5 reasons a designer should graduate college — Frank derFrankie Neulichedl

5 reasons a designer should graduate college

More and more I hear influential people talking about graduating college as a waste of time. There are even "scholarships" for not attending college. I think this is the wrong direction to go and here are my five reasons why a designer should graduate a college or university.

1 - Open your mind

The new "don't waste time on college" crowd often refers to Mark Zuckerberg and Bill Gates as examples of successful entrepreneurs, which dropped out of college. But these are just exemptions from the rule. Most of the people are not "early birds" and they don't know yet what is the right direction in a certain business field. As for designers - the examples of designers who attended colleges and became successful are far greater then the self taught ones. Most designers who graduated college will say that the college was a waste of time and not so helpful, but this is a distorted impression. While technique can be easily self-taught, the mindset a design course in college can give you is not. It opens your mind when you are immersed for the first time with a big group of people interested in the same topics, as you are - an effect with long lasting effects.

2 - Learn something different (e.g. business)

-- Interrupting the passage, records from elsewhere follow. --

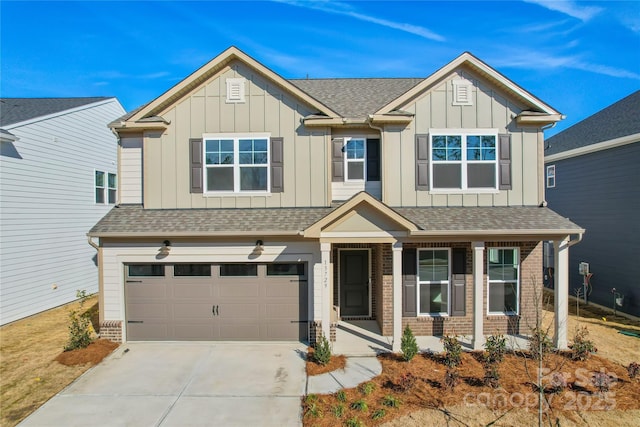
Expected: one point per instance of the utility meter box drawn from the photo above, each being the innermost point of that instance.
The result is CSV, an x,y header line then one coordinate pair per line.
x,y
583,268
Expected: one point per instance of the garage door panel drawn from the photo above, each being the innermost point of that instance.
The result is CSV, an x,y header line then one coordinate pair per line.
x,y
200,290
186,310
240,331
239,290
246,308
147,291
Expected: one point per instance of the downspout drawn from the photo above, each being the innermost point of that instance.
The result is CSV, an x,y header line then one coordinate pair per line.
x,y
381,131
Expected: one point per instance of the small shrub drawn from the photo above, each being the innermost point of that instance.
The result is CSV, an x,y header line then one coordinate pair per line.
x,y
391,401
557,382
451,378
367,388
322,352
408,344
452,350
360,405
406,382
378,414
338,410
539,343
80,326
496,347
582,347
633,369
601,381
312,411
310,398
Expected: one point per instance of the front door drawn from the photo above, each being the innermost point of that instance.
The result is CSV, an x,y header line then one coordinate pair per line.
x,y
354,283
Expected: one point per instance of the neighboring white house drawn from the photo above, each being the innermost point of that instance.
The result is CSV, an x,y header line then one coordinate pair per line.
x,y
58,168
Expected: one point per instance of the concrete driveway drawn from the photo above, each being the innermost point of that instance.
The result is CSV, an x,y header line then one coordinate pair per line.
x,y
185,384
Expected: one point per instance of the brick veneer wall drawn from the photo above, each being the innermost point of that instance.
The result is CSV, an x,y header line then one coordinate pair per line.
x,y
111,330
530,294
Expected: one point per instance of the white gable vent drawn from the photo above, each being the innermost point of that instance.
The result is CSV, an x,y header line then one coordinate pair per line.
x,y
462,92
235,90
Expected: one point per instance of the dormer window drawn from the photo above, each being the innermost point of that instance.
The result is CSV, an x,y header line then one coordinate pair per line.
x,y
235,90
462,92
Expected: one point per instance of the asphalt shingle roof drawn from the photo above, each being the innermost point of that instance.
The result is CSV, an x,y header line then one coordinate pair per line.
x,y
132,220
356,98
15,110
615,121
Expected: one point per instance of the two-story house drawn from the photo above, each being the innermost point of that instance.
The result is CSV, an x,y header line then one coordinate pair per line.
x,y
259,208
58,176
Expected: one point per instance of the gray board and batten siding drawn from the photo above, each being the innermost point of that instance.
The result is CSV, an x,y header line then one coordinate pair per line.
x,y
601,192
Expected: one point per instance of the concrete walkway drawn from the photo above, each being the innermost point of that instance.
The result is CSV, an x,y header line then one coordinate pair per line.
x,y
356,371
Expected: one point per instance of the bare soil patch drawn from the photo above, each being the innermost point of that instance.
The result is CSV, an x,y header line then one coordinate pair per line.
x,y
336,362
420,384
29,373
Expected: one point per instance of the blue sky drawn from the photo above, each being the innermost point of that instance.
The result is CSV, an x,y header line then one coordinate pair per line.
x,y
577,56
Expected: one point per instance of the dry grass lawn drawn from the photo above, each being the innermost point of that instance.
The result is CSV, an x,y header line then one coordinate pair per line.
x,y
29,375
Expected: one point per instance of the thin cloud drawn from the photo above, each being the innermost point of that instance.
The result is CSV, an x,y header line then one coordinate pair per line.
x,y
340,8
568,7
541,61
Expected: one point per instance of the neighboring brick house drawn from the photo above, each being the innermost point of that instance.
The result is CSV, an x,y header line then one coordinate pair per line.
x,y
58,176
259,208
593,178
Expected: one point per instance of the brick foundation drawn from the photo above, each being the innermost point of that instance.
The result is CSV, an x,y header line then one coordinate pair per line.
x,y
111,330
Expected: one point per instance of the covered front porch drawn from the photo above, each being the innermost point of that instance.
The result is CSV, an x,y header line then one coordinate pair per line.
x,y
368,288
359,338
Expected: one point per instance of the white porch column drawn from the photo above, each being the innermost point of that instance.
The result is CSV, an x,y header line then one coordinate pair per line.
x,y
561,293
478,295
397,296
325,249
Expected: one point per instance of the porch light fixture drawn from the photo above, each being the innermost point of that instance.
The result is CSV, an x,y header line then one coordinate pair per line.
x,y
165,248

You can study something non related to design if you think you can learn the craft by yourself in a better way or if you cannot find an appropriate design course close to you. Maybe you get your inspirational talks in meet ups or at conferences. A successful designer is also a business man. If you want to become a freelancer or own a creative studio you may consider study business. If you are interested into sociological problems and want to design for that area you can study sociology. Can you see the pattern? Get a degree.

3 - You need it to work outside your country (visa)

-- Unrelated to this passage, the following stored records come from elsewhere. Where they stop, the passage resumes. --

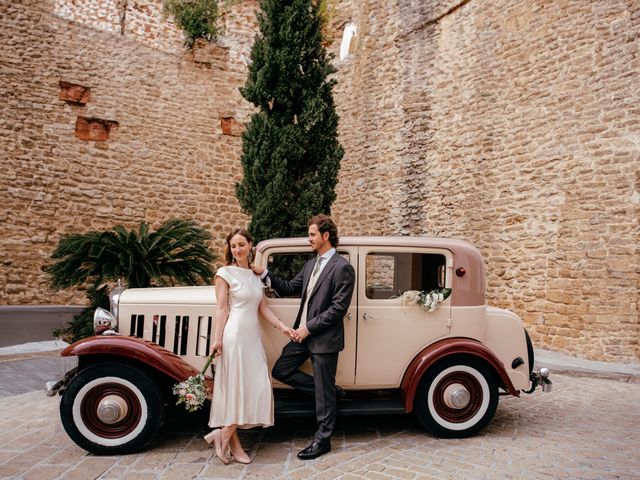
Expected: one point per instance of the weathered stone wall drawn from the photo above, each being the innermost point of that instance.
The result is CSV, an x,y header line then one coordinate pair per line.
x,y
138,130
514,125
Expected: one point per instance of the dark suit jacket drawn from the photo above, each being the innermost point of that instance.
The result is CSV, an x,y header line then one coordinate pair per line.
x,y
327,303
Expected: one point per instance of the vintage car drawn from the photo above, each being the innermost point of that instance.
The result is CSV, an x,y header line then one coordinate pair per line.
x,y
448,365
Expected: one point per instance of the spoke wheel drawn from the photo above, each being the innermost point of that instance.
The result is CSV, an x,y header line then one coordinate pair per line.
x,y
457,397
112,409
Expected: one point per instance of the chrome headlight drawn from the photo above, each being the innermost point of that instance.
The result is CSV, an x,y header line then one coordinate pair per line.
x,y
103,321
114,298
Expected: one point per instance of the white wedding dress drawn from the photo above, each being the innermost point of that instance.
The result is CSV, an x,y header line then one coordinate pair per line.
x,y
242,393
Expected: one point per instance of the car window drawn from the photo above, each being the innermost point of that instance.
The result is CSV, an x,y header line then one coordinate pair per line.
x,y
287,265
389,275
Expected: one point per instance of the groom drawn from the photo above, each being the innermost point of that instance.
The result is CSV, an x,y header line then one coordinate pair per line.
x,y
326,283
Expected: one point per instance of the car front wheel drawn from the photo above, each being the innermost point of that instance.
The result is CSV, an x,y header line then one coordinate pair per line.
x,y
112,409
456,398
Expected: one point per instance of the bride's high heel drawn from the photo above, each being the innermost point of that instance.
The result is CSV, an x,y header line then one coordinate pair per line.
x,y
236,445
214,436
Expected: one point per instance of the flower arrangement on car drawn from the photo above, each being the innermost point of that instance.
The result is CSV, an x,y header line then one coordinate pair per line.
x,y
427,300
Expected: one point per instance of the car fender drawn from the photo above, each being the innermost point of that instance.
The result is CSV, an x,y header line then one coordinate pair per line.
x,y
444,348
133,348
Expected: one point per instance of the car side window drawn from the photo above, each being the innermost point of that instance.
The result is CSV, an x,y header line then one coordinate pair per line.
x,y
286,265
389,275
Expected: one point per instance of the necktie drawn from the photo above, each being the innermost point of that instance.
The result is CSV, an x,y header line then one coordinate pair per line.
x,y
310,285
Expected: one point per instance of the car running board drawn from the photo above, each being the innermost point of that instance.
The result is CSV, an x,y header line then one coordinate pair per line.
x,y
291,407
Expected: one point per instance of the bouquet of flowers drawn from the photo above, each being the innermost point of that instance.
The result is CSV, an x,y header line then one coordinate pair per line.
x,y
193,392
427,300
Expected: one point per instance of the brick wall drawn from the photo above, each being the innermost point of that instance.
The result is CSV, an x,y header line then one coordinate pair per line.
x,y
99,128
513,125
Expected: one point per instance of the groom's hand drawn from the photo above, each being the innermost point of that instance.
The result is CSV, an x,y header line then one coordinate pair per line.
x,y
300,334
257,270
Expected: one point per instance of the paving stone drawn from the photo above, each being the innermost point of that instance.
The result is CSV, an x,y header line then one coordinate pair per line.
x,y
586,428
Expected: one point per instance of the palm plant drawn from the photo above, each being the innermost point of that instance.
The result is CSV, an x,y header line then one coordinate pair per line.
x,y
176,253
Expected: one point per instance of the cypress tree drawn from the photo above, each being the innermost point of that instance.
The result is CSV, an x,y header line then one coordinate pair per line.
x,y
291,154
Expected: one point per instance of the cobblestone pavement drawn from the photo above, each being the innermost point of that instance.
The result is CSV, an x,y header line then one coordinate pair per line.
x,y
587,428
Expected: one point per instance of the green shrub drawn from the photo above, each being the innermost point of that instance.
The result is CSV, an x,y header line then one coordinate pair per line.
x,y
197,18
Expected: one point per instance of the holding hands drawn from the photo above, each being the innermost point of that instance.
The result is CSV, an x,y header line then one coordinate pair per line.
x,y
216,349
299,334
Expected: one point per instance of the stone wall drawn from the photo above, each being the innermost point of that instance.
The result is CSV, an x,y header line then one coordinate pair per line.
x,y
513,125
100,128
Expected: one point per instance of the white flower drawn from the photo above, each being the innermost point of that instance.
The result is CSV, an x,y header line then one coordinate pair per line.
x,y
428,301
410,297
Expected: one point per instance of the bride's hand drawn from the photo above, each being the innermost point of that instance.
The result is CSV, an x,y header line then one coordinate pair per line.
x,y
216,349
257,270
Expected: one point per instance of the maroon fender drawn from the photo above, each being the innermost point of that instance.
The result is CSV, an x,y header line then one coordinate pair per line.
x,y
134,348
451,346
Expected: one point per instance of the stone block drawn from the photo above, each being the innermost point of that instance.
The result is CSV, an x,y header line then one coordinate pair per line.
x,y
73,93
94,129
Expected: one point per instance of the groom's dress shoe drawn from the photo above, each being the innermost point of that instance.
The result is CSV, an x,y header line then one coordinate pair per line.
x,y
314,451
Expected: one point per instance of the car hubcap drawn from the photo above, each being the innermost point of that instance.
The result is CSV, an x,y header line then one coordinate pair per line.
x,y
112,409
456,396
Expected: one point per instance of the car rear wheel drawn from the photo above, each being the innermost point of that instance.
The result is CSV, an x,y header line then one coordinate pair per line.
x,y
456,398
112,409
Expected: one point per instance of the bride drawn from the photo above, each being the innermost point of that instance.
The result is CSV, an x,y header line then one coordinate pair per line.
x,y
242,393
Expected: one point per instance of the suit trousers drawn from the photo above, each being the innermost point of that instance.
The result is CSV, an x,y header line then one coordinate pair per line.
x,y
322,384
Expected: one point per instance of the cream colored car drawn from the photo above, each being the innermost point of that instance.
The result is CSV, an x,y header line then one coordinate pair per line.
x,y
446,357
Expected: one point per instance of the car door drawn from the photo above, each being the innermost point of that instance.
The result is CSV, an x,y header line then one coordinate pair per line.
x,y
286,262
390,334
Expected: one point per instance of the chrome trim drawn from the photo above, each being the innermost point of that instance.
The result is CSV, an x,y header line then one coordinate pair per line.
x,y
112,409
103,321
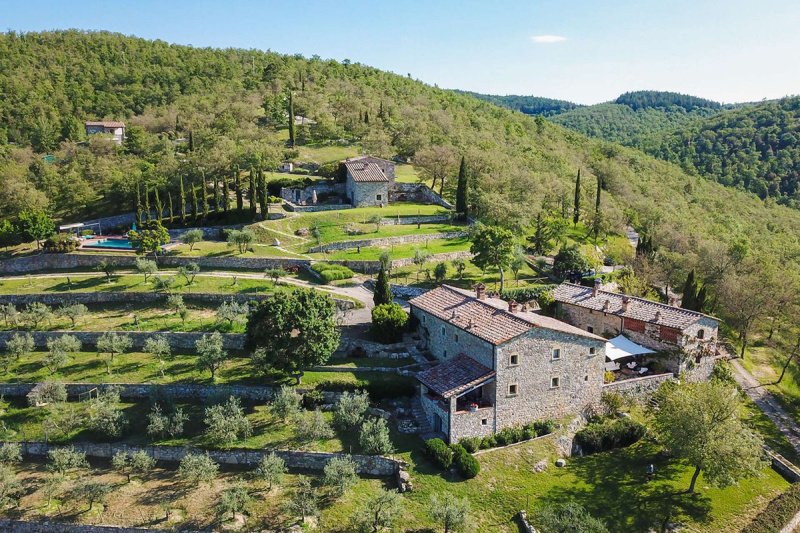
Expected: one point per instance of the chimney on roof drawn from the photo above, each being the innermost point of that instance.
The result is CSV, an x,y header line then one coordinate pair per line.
x,y
480,291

This is one of the most important reasons to get a degree. The world today requires people to move around the world. You may work your whole life in the EU or in the US, but maybe not. The visa and labor laws are not as flexible as you might think and having a degree is a huge advantage - really it often makes up 50% of your changes to get a work permit in other countries. The type of specialization is not so important - actually a normal business degree is the most widely accepted.

4 - You have achieved something

It might seem silly that a successful designer goes back to college in his mid 30s just to finish the college. But I know more than one designer who actually did that. They all told me that they missed something. They had the feeling to have failed by not completing their studies. I myself can relate to this because I didn't start my college education right away. I worked five years before I started and every time one of my friends finished university in the meantime I felt a little sting. I was working and was advancing in my position, felt successful, but something was missing, especially when I talked to other designers / developers at the time. It may be a European thing, but self-taught is never canonical.

5 - You can work for Google

Many companies have strict rules about what education a person must have to be part of their "ecosystem". You think that this is discriminating, because you cannot rate a value of an employee based on education levels. You might be right, but these rules are part of the culture of a company and often part of guidelines to avoid discrimination and favoritism. So if you can foresee for the rest of your life that you will never want or have to become part of an organization where they have this kind of rules go ahead and don't get a degree.


The time invested in education is never wasted. You can lay the ground for a career in multiple ways, getting a degree is one of the better ways and opens more possibilities.